Sur les 1 646,1 milliards dus par la France, 1 286 le sont par l'Etat lui-même, selon l'Insee, soit l'essentiel. Les administrations locales (régions, départements, communes), sont endettées à hauteur de 156 milliards d'euros ; les administrations de sécurité sociale (assurance maladie, caisse nationale d'assurance vieillesse) pour 191 milliards d'euros. Enfin, les organismes divers d'administration centrale (établissements et agences dépendant de l'Etat) doivent 11,6 milliards d'euros.
Le déficit cumulé, conséquence de plus de trente années de budgets déficitaires, a été empruntée à divers acteurs financiers : Etats, entreprises, grandes banques... Ceux-ci achètent des produits, émis par la France et remboursables à plus ou moins long terme. La fameuse note "AAA" du pays permet de réaliser des emprunts à des taux réduits. De 1 % à 4 % en fonction de la durée de l'emprunt contracté, selon le dernier bulletin mensuel (en PDF) de l'Agence France Trésor (AFT), chargée d'émettre ces produits et de réaliser les emprunts pour l'Etat.
Qui achète des titres de dette publique en France ?
Les produits émis par l'Etat sont au nombre de trois, qu'on peut classer en deux catégories. D'abord les titres de long terme. Ce sont les obligations assimilables au trésor (OAT), les plus importants en volume, remboursables en sept à cinquante ans, qui peuvent être à taux fixe ou variable. Ensuite, ceux à court terme, de deux genres : les bons du Trésor à intérêt annuel (BTAN), d'une durée de deux ou cinq ans ; et les bons du Trésor à taux fixe et à intérêts précomptés (BTF), émis pour des périodes très courtes (de l'ordre de quatre à sept semaines).
La France emprunte environ un tiers de sa dette à ses propres banques et sociétés de crédit. Avec une particularité : le pays est plus endetté auprès des compagnies d'assurance (20 %), qui "achètent" des titres de dette française pour les placements d'assurance vie, qu'auprès de ses banques. Contrairement à la situation du reste de l'Europe, les établissements bancaires français possèdent moins de 14 % de la dette nationale.
Quelle part de dette est détenue par des étrangers ?
La dette française est détenue à plus de 65 % par des "non-résidents" français. Un chiffre en baisse : jusque fin 2010, il se situait plutôt autour de 70 %. Mais un chiffre qui n'a eu de cesse de grimper ces dernières années : en 1993, seuls 32 % de la dette française était détenus par des non-résidents.
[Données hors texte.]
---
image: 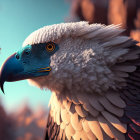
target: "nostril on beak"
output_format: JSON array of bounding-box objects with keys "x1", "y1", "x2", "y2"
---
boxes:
[{"x1": 16, "y1": 54, "x2": 19, "y2": 59}]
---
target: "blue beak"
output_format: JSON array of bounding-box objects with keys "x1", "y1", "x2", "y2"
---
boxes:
[{"x1": 0, "y1": 54, "x2": 24, "y2": 93}]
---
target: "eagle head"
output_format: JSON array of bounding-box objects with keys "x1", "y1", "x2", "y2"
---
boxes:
[{"x1": 0, "y1": 22, "x2": 130, "y2": 94}]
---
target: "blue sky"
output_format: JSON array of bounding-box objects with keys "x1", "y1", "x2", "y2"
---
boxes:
[{"x1": 0, "y1": 0, "x2": 69, "y2": 111}]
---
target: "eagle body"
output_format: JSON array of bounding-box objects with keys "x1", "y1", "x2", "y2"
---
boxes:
[{"x1": 1, "y1": 22, "x2": 140, "y2": 140}]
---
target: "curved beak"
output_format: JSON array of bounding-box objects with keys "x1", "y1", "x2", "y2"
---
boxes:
[{"x1": 0, "y1": 53, "x2": 24, "y2": 93}]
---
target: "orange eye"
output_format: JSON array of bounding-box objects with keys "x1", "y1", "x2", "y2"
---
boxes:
[{"x1": 46, "y1": 42, "x2": 55, "y2": 52}]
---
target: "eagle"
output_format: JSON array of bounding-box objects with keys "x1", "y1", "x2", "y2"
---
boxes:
[{"x1": 0, "y1": 21, "x2": 140, "y2": 140}]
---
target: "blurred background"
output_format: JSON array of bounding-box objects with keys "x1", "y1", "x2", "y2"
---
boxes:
[{"x1": 0, "y1": 0, "x2": 140, "y2": 140}]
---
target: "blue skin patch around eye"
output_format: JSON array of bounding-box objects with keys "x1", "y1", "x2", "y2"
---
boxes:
[{"x1": 0, "y1": 42, "x2": 59, "y2": 92}]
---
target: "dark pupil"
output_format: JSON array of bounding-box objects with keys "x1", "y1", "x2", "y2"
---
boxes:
[{"x1": 48, "y1": 45, "x2": 52, "y2": 49}]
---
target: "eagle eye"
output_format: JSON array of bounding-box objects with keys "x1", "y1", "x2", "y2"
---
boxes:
[{"x1": 46, "y1": 42, "x2": 55, "y2": 52}]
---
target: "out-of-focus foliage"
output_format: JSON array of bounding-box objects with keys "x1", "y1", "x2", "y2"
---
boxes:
[
  {"x1": 0, "y1": 101, "x2": 16, "y2": 140},
  {"x1": 0, "y1": 99, "x2": 47, "y2": 140},
  {"x1": 69, "y1": 0, "x2": 140, "y2": 45}
]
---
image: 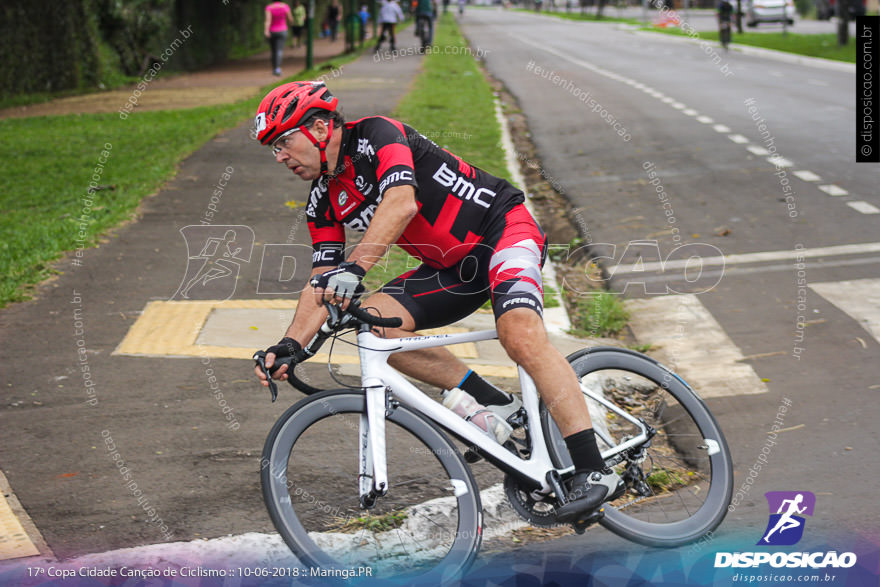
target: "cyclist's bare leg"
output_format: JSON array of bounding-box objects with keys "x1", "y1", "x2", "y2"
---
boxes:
[
  {"x1": 496, "y1": 308, "x2": 592, "y2": 437},
  {"x1": 363, "y1": 293, "x2": 468, "y2": 389}
]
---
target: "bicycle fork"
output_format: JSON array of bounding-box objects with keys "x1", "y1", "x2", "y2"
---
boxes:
[{"x1": 358, "y1": 385, "x2": 389, "y2": 509}]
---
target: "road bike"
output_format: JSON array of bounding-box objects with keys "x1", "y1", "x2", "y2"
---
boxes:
[{"x1": 254, "y1": 303, "x2": 733, "y2": 585}]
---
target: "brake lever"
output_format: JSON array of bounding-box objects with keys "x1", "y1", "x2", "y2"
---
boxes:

La situation française en Europe est particulière : selon une étude publiée en avril par la fondation pour l'innovation politique (Fondapol), notre pays est en troisième position de l'Union européenne, derrière le Portugal (75 % de la dette détenue par des non-résidents) et la Grèce (71 %). En moyenne, 53 % de la dette des pays européens est détenue par des non-résidents. C'est une différence majeure avec un Etat comme le Japon, dont l'énorme endettement (plus de 200 % de son PIB) est essentiellement possédé par ses épargnants. Les Etats-Unis, quant à eux, ont un tiers de leur dette aux mains de non-résidents.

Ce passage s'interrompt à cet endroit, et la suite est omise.